Noah found McKee’s building and, heeding the reporter’s warnings, looked about before going in. All he could detect was an avalanche of humanity. So many people came and went that the area had an odd sense of anonymity, as a cacophony often seems to engender an odd sense of silence.
McKee’s apartment was number six, up a rickety set of steps with a broken banister. The numbers had fallen off most of the doors, but McKee’s was fastened on with a single nail. Noah knocked. He waited but got no response. He knocked again, longer and harder. A door down the hall opened. An urchin stuck out his head and, seeing a well-dressed man, stuck it back inside and slammed the door shut.

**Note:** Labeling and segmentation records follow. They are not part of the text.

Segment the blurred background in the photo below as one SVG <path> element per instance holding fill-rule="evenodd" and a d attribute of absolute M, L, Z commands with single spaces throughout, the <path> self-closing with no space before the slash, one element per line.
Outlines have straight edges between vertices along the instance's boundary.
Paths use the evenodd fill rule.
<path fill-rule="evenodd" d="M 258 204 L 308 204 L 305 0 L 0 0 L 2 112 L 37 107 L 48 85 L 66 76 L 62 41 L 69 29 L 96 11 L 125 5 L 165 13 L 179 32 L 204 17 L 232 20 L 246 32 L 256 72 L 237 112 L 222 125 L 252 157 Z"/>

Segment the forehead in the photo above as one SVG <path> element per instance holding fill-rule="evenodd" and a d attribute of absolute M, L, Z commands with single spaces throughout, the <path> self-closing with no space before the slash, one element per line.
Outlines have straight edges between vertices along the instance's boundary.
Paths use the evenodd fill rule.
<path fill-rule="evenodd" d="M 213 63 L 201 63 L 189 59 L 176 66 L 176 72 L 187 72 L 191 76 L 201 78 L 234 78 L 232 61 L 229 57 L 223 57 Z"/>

Noah was about to turn and leave when McKee’s door opened a crack. McKee put his face to the narrow opening. “I can’t see you now.” He turned his head back toward the interior of the room. “I’ll be right there, dearie.” He smiled and raised his eyebrows. “As you can see, I’m entertaining.”
“But what about . . .”
“Your timing is inopportune. Didn’t I make myself clear? I’ll call you tomorrow. We can meet for lunch. I’ll even buy.”
With that, McKee cast Noah a stiff, final grin and slammed the door.
Noah muttered his way back to Brooklyn. What an idiot he had been. Traipsing about only to have a door shut in his face by a man engaged in an assignation. Vital information. Murdered children. Melodrama. Jacobi had been correct after all. And perhaps the man on the train had simply been a man on a train.